Major Pitfalls to Avoid before Expanding a Small Business
- Outdated Information of Market Conditions
Too often, the decision to expand taken by most small business owners is based on information that is many months old. The important thing to consider here is continuous market research. An idea that seemed like it will lead the market a few months ago might be an average offering today.
For example, you might have landed in the market with a unique product, and its sudden popularity might make you think you should expand as soon as possible. What you don’t realize is that the acceptance and popularity rate of your product can diminish with time. The big reason behind that is the competitors who can imitate anything that you have created.
It does not matter if you have patented the technology, method or the product itself before launching it. Your competitors will always find some way to imitate and emulate your products. A great example of this is Apple, the tech giant that patented the touchscreen technology. You can see there are more non-Apple touchscreen smartphones in the world today than Apple’s own iPhone.
- Regional Limitations
When you are expanding your business into new territories, you must know them well. You cannot expect people to react to your offerings, marketing methods, advertising tactics in the same way everywhere. In fact, cultural considerations are an extremely important consideration when businesses are expanding.
You don’t have to be expanding to a completely new country to consider culture. There are many things that people in one state might love and people in another state completely hate.
These considerations have to be made based on the type of business you have. If your business has some cultural dependencies, you have to be very careful with where you are thinking of expanding your business operations.
- Cash Flow Challenges
You need to be on top of your cash flow before you expand. Cash flow is important for any business, but it is essential when it comes time for expansion. It does not matter how much money you are expecting to come into the business after making the expansion move; it is going to require a lot of money upfront too.
This is the time when you have to stop thinking about the revenue and start focusing on your income. Your revenue does not tell you how feasible it is for you to expand your business. It is the money that you can use without affecting your current operations that matter in the expansion.
Look at your profits and see how big they are. If your profits are small, don’t just assume that things will be fine and you should just make a move. You don’t want to create a situation where not only you fail with expansion but affect your existing operations as well.
- Technological Issues
The way modern businesses operate, technology goes wherever your business goes. Many small business owners think of expansion only regarding new office space, furniture, and new employees, but that’s not the case. Today’s businesses rely heavily on technologies, both hardware, and software. When your business expands, you have to support it with better hardware but what’s more important is the software side.
Unless you are using a cloud solution for your database and other internal tasks and activities, you will have to spend a lot of time in arranging the right system. Syncing information across multiple locations and managing bigger databases with more accounts and information can be a challenge in the beginning.
- Overestimating Business Popularity
Some businesses that start with a unique idea and get attention from media fast are able to reap great benefits from sudden demand spikes. This situation often makes business owners feel that they should expand as soon as possible.
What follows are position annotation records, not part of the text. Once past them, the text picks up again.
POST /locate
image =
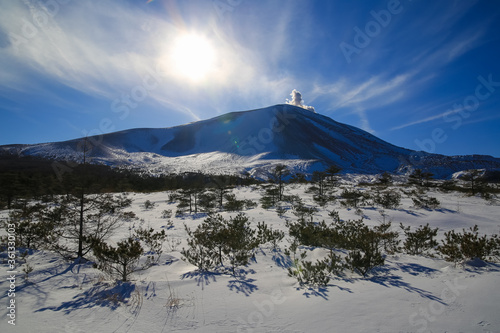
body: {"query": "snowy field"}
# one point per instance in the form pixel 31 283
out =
pixel 407 294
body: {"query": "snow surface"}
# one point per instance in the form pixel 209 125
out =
pixel 407 294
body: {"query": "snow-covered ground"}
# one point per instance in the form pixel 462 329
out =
pixel 407 294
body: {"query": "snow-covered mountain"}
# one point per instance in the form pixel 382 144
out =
pixel 254 141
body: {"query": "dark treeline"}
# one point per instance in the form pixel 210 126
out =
pixel 37 178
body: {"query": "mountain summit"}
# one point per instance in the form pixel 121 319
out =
pixel 253 141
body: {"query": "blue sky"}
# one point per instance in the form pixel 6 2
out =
pixel 423 75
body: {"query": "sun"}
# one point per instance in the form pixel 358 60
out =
pixel 192 57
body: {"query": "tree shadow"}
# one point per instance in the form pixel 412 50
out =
pixel 102 295
pixel 317 292
pixel 242 283
pixel 281 260
pixel 397 281
pixel 411 212
pixel 202 278
pixel 415 269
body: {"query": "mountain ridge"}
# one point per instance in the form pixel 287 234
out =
pixel 254 141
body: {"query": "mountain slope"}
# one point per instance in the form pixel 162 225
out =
pixel 254 141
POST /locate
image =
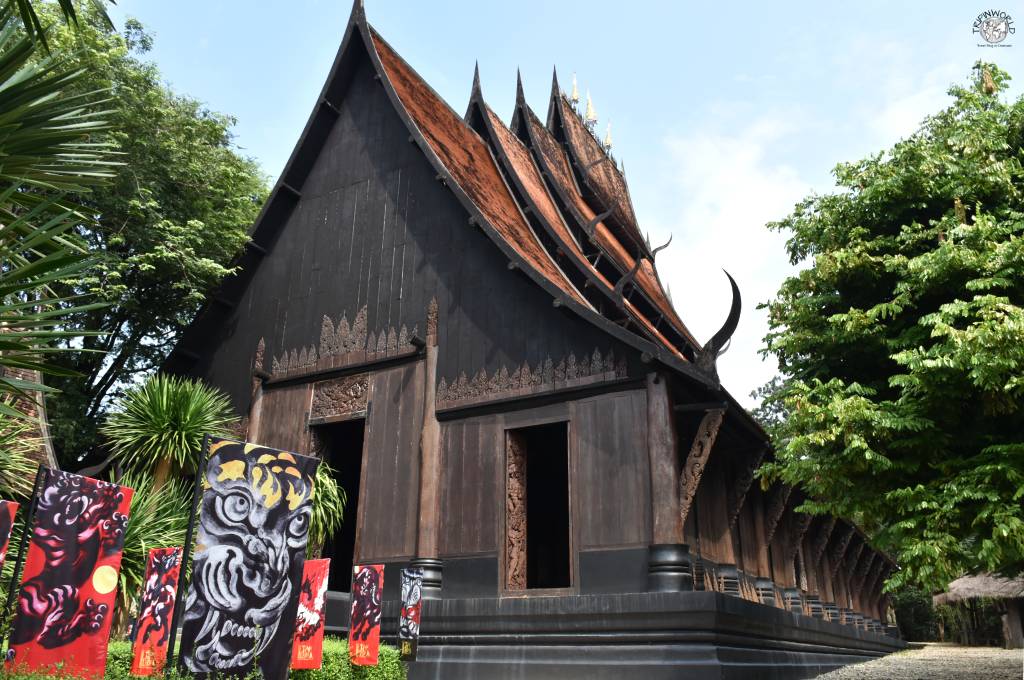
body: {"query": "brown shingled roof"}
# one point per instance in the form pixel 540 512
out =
pixel 468 160
pixel 599 171
pixel 529 177
pixel 556 163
What they don’t realize is that this is only the “trial” period for customers in their minds.
Even if they like your product, in the beginning, it does not mean they have put full trust in your offerings. A onetime purchase does not translate to loyal customers and repetitive purchases. You might have received a great response from customers when you started the business but wait for some time to know if your customers have started to repeat.
It is only the number of repeat customers that can tell you if your product/service has been a success. It could be a nightmare for you if you start getting negative reviews from your first customers as soon as you expand into new markets and locations. You could end up creating too much inventory that no one is willing to buy.
- Underestimating Growth of Employees
While a lot of things get overestimated by new business owners before expansion, there are some things that they underestimate. Sometimes, business owners are not able to fully foresee their growth regarding employees.
They arrange new space to continue business operations in a new location without realizing that the growing number of employees will force them to expand their office space again. Not only is it inefficient but it could lead to a lot of hassle for the working employees if the expansion of office space takes place while they are working there.
The most important thing to keep in mind when you have your own business, and you are considering expansion regarding business operations or product/service offerings, is patience. Always take your time before making a move because when you are a small business, you don’t have a lot of support to recover from huge financial losses like large enterprises do.